Арсений обратил внимание на карты, разложенные на столе:
— Раскладываете пасьянс?
— Вы почти угадали, — улыбаясь, кивнула Зинаида Ивановна. — Хочу узнать будущее, чтобы его обмануть.
— Разве можно обмануть Судьбу? — искренне удивился Арсений.
— Судьба — это когда предначертанное уже исполнилось. А до того все может иначе повернуться. Помните, в «Пиковой даме» Пушкина Германн, узнав секрет трех карт, ставит все свое состояние на последнюю карту и проигрывает? Представьте себе, что Германн, узнав, что игра окажется роковой, не станет ее продолжать. Выигранных денег ему с избытком хватит на оставшуюся жизнь. Судьба самого Александра Пушкина тому пример. Из тридцати вызовов на дуэль он был инициатором двадцать раз. В основном дуэли заканчивались примирением сторон, но в пяти он выходил к барьеру. Знал бы Александр Сергеевич о смертельном исходе последнего поединка, наверняка избежал бы его.
— Кто знает! Это ведь был вопрос чести, — не согласился Арсений. — Смерть Пушкина была случайностью — пуля, раздробив кость, ушла вверх, в брюшную полость. Поэтому ранение оказалось смертельным.
— Этой случайности не было бы, если бы Пушкин стрелялся в другой день. — Зинаида Ивановна мило улыбнулась. — Я составила гороскоп Пушкина — он показал роковые дни, в их числе было и 27 января[5] 1837 года.

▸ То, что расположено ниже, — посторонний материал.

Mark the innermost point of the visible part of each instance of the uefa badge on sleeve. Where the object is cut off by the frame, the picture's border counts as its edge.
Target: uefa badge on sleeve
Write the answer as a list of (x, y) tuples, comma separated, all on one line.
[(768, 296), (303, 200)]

Следующая роковая дата у него была бы только через семь лет.
Арсений не знал, что на это сказать, — Зинаида Ивановна говорила вполне серьезно. Так что он лишь неопределенно пожал плечами и спросил:
— Так это у вас гадание?
— И пасьянс, и гадание. Дмитрий Петрович в это не верит, но когда я ему даю советы, основанные на моих пасьянсах, он прислушивается.
В гостиную вошла Анна с младшей сестрой Лизонькой — худенькой неприметной девочкой лет тринадцати, выглядевшей крайне блекло на фоне более яркой сестры. Хотя она была еще только «нераспустившимся бутоном», но уже сейчас было ясно, что и «цветок» будет весьма скромный, не бросающийся в глаза. Поздоровавшись, Лизонька сразу прошла к маменьке, предоставив сестре возможность поговорить с кавалером.
— Здравствуйте! Я очень рада, что вы не испугались и пришли. — Анна мило улыбнулась.
— Почему я должен был бояться? — удивился Арсений.
Зинаида Ивановна также поинтересовалась:
— Правда, Аня, почему господин Бессмертный должен бояться нас навещать?
— Это совсем не то, что вы, маменька, подумали. Мы обсуждали литературное произведение, и у нас мнения разошлись, — пояснила Анна, и говорила она так искренне, что Арсений даже усомнился в том, что вчера правильно истолковал ее слова.
— Идемте, Арсений, в наш сад, — предложила Анна.
Выйдя из дома, они устроились рядышком на скамеечке в дощатой беседке, стоявшей посреди небольшого фруктового сада. Арсений чувствовал себя неловко, не знал, с чего начать. Не придумал ничего лучшего, как заговорить о погоде:
— Сегодня солнечно и жарко, не то что вчера. Косари уже в поле — погода им благоприятствует.
— Лето — самая прекрасная пора! А вот Артем почему-то любит осень. Дожди, грязь, холод… Скажите, что в ней хорошего?
— Осенняя пора — очей очарованье! — процитировал Арсений Пушкина.
— Даже золотую осень я люблю лишь на картинах. — Анна лукаво посмотрела на Арсения. — Я рада вас видеть. Вы что-то хотели мне сказать при встрече?
Арсения бросило в жар — он понял: сейчас или никогда!
— Je t’aime![6] — едва слышно произнес он.
— Я во французском не очень сильна, — игриво произнесла девушка, и по выражению ее лица было ясно, что она все прекрасно поняла.